I've been hiding in the corners of the bookstore while the weather changes a few degrees in either direction from day to day, as indecisive as I am about my "future." When people ask, I assume I haven't quite figured it out, and I can't be the only one, so I admit that playing it by ear is kind of nice when I can get over the fear of uncertainty.
Up in the air, I read someone's confession of a fear of half inflated balloons, hanging mid-air, hovering, not sure whether to rise or fall, whether rising or falling is more possible, plausible, accomplishable. There's a lot for us to accomplish these last 40 something days until summer, until graduation, to what's next for any of us – internships, jobs or home to regroup, travel, something breaking free of the grind.
For some of us the grind isn't so bad. The grind is familiar and a little or a lot more comfortable than the forging of a clichéd path less traveled, leaving trails, terrifying and exciting all at once. I love roller coasters. I am the one with my hands in the air, yelling "yee haw," climbing the steep rise to an adventure apex, potential energy building. I'm not science-minded. I didn't take physics; I don't know. But there is nonetheless a moment of disappearing courage when a jerk to the left or to the right is something unexpected and stomach-dropping.

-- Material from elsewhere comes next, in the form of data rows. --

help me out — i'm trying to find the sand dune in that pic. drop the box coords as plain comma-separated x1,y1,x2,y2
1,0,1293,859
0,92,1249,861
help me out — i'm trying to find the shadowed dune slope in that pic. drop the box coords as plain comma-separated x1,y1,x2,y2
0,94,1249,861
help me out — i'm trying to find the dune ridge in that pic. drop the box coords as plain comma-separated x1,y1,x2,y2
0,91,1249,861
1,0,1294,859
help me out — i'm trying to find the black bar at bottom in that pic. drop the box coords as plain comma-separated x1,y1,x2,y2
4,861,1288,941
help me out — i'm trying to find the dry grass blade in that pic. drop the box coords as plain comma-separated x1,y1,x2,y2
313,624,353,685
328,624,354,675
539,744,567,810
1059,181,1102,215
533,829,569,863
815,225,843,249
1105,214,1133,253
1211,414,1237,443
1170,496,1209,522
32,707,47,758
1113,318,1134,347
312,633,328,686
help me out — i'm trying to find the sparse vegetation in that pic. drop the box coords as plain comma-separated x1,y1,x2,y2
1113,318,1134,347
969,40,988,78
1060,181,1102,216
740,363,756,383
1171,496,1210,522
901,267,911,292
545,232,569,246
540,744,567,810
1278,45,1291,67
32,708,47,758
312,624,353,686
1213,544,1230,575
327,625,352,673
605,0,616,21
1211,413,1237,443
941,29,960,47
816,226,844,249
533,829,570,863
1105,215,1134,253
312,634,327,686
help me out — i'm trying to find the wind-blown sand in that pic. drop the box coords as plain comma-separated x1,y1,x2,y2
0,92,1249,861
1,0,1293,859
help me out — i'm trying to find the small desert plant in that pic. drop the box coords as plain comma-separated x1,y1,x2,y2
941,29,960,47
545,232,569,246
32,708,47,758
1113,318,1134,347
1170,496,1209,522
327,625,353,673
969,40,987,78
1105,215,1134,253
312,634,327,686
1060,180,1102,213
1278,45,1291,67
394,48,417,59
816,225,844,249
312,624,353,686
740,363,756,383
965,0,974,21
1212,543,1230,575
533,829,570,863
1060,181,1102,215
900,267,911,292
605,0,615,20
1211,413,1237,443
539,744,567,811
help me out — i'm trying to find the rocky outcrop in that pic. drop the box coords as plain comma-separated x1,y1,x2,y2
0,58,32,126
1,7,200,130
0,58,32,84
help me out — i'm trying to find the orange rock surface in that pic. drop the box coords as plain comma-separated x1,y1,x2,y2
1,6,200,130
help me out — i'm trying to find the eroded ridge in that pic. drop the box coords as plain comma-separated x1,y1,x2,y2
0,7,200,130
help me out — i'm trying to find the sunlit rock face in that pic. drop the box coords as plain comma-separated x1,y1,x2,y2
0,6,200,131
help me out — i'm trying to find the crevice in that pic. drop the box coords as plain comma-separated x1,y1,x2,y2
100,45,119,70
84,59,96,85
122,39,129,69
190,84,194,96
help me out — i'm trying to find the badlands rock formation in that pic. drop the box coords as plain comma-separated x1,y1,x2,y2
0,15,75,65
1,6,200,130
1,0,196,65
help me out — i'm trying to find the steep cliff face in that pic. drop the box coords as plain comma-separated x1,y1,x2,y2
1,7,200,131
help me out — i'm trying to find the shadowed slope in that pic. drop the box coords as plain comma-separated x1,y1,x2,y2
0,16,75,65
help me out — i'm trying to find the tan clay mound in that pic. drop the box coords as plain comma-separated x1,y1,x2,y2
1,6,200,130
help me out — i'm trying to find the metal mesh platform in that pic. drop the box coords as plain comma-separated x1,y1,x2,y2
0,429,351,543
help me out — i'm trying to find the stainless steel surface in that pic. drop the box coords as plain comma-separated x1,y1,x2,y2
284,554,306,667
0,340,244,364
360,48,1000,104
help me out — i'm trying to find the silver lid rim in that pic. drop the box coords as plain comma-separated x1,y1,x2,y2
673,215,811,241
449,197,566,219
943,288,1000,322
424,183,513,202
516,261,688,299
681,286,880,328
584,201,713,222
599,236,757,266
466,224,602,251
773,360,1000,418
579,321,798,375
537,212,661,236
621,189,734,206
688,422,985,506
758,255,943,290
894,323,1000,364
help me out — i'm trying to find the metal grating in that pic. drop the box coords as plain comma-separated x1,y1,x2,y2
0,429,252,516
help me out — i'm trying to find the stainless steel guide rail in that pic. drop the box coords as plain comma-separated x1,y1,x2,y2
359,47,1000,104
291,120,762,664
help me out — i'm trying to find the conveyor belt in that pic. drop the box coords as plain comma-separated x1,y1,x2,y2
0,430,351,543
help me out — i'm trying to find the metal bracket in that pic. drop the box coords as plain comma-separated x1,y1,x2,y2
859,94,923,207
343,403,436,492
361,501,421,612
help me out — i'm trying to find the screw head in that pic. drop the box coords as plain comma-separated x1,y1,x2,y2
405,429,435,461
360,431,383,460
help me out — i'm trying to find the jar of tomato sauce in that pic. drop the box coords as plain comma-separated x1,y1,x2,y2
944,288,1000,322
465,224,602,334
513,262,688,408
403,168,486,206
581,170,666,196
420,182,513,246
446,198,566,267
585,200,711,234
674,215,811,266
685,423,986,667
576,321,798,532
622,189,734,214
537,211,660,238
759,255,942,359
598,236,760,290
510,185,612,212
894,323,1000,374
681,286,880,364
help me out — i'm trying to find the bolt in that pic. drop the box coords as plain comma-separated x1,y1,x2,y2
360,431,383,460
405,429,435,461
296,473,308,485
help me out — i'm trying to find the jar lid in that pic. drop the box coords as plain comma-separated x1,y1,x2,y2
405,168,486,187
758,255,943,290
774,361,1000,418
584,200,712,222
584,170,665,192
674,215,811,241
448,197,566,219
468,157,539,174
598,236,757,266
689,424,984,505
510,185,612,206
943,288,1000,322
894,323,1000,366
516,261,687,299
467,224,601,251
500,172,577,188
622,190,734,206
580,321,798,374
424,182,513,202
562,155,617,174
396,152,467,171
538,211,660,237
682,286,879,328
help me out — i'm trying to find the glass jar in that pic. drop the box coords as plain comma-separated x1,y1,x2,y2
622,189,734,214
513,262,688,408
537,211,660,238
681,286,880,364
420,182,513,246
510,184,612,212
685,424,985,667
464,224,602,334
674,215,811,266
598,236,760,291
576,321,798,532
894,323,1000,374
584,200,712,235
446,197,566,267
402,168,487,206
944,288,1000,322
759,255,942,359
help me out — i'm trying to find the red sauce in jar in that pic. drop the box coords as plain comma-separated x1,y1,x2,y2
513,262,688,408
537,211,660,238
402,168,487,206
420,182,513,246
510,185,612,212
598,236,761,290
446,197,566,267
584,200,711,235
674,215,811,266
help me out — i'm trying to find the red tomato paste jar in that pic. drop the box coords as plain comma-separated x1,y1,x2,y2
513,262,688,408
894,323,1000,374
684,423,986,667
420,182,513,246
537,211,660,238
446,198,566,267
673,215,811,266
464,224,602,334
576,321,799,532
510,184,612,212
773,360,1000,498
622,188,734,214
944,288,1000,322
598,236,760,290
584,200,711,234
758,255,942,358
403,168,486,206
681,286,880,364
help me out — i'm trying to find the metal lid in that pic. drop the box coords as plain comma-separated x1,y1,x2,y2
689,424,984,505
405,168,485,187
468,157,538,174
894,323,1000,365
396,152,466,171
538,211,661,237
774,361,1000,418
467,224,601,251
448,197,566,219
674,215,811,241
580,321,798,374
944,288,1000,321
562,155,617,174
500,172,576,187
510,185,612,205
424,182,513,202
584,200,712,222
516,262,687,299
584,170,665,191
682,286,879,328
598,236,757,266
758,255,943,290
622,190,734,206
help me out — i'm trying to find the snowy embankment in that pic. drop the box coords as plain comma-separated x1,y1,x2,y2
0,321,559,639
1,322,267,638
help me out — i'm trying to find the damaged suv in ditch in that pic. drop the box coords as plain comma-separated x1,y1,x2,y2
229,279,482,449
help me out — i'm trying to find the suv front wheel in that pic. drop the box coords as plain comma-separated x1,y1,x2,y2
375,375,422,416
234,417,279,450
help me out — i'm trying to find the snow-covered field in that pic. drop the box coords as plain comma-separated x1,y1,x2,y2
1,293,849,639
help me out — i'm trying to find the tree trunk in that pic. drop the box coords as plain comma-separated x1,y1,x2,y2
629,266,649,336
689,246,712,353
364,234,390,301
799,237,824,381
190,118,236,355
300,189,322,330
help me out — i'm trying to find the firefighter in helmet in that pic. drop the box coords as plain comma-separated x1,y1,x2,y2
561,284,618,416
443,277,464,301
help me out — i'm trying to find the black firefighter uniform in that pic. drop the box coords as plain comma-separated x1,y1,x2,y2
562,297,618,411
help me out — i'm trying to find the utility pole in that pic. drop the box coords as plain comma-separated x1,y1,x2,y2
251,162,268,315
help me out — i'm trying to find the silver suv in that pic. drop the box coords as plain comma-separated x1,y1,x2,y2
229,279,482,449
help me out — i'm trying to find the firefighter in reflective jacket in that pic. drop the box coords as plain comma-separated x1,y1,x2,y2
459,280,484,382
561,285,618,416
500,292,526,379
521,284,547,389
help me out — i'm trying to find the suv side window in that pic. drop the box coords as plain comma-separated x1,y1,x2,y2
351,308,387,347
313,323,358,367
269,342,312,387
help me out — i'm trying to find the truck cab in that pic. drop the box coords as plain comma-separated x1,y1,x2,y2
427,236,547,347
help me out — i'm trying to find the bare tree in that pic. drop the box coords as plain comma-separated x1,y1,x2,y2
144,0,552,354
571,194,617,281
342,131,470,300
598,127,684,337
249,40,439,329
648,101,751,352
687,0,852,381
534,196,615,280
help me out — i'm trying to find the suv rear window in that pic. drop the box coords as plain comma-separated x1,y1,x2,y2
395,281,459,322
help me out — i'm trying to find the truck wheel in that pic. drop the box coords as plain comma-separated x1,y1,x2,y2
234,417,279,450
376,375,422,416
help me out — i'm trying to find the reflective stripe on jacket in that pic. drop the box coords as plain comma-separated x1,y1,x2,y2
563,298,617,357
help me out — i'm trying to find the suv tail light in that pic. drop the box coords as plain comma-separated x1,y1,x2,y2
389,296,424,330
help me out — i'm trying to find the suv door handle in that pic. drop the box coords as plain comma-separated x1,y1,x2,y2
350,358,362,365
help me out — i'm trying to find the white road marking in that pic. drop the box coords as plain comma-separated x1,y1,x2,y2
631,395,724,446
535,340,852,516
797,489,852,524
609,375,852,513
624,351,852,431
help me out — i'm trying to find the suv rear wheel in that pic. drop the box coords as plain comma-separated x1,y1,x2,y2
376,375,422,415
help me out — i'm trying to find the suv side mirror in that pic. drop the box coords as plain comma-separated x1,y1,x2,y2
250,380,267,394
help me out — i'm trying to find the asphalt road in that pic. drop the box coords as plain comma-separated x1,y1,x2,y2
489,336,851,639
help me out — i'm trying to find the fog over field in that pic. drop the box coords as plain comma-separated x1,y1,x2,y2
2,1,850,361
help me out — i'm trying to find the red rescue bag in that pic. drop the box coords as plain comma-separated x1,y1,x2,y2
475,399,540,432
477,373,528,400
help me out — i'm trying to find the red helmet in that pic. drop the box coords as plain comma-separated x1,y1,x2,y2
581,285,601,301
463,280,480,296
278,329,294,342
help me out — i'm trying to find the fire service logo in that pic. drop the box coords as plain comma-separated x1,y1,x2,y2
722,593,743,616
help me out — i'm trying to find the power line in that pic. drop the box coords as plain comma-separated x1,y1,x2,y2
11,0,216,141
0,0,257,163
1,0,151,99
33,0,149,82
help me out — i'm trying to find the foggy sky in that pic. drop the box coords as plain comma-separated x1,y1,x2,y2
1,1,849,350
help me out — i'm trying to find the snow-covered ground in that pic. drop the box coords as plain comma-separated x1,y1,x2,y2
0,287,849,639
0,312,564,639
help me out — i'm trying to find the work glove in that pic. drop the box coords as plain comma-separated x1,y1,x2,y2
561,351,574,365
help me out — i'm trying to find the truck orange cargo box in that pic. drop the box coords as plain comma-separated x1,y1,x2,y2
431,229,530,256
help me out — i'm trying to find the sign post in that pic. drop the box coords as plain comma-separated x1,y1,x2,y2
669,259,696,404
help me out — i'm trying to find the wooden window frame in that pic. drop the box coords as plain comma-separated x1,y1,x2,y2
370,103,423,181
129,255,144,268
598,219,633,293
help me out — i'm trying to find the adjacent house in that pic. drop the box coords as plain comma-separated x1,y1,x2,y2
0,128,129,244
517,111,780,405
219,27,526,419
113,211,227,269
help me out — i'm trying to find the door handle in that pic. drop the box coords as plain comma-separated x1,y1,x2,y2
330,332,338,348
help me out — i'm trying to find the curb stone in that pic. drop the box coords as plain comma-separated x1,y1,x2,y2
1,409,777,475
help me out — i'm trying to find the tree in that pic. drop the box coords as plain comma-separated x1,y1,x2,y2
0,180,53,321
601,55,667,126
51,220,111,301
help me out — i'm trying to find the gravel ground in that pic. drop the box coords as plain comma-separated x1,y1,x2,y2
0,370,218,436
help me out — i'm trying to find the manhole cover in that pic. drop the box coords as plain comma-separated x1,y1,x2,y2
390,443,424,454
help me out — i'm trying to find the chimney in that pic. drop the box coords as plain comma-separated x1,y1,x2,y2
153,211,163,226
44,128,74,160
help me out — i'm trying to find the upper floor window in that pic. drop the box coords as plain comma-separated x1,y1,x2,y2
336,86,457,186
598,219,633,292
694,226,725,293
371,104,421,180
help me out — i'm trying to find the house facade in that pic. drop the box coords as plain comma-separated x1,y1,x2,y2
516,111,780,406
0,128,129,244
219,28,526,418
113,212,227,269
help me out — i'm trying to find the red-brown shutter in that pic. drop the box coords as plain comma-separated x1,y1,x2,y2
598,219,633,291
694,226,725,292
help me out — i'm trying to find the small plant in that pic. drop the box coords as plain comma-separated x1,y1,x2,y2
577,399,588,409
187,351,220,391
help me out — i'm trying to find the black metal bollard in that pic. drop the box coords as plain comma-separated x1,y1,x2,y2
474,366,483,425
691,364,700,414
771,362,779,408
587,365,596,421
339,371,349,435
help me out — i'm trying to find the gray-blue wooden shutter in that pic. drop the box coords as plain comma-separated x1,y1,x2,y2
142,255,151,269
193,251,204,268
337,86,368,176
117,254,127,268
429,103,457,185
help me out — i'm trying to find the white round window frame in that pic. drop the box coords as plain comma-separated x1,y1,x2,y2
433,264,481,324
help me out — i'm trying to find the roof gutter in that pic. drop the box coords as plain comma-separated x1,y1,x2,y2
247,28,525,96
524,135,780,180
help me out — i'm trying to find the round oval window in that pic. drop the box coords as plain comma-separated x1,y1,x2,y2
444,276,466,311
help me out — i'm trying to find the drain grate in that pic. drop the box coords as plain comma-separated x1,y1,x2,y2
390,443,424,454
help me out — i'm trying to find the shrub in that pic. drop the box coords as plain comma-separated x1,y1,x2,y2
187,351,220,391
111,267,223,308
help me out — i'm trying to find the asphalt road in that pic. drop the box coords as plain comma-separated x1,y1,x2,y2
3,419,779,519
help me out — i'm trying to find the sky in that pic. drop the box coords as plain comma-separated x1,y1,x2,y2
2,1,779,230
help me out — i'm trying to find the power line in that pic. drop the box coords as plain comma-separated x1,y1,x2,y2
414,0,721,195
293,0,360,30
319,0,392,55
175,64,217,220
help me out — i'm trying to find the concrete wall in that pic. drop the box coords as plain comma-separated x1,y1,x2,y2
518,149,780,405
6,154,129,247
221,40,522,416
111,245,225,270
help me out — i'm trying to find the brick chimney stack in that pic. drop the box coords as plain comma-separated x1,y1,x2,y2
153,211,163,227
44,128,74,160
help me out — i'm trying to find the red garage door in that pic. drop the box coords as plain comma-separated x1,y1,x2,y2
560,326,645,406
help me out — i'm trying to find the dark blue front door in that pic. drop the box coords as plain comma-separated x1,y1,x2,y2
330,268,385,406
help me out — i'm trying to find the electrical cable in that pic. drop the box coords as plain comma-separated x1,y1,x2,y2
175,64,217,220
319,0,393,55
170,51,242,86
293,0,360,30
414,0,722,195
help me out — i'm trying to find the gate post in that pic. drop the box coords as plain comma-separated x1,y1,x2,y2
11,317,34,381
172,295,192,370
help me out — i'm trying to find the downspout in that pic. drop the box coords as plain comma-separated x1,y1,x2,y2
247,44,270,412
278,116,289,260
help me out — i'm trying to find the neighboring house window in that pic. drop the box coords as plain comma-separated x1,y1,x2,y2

We can do it, I think. We cheer each other on, and so does the sun of Spring. It is a source of perseverance, even when Emory Unplugged is dysfunctional and the mid-class fire drills or Dooley interruptions free us. They at the very least distract us, I suppose, and dancing during Dooley's Week frees us from the grind at last and, for a short time, tides us over until the freedom of what's next. What's coming. Potential energy, or something like that. I didn't take physics, I don't know.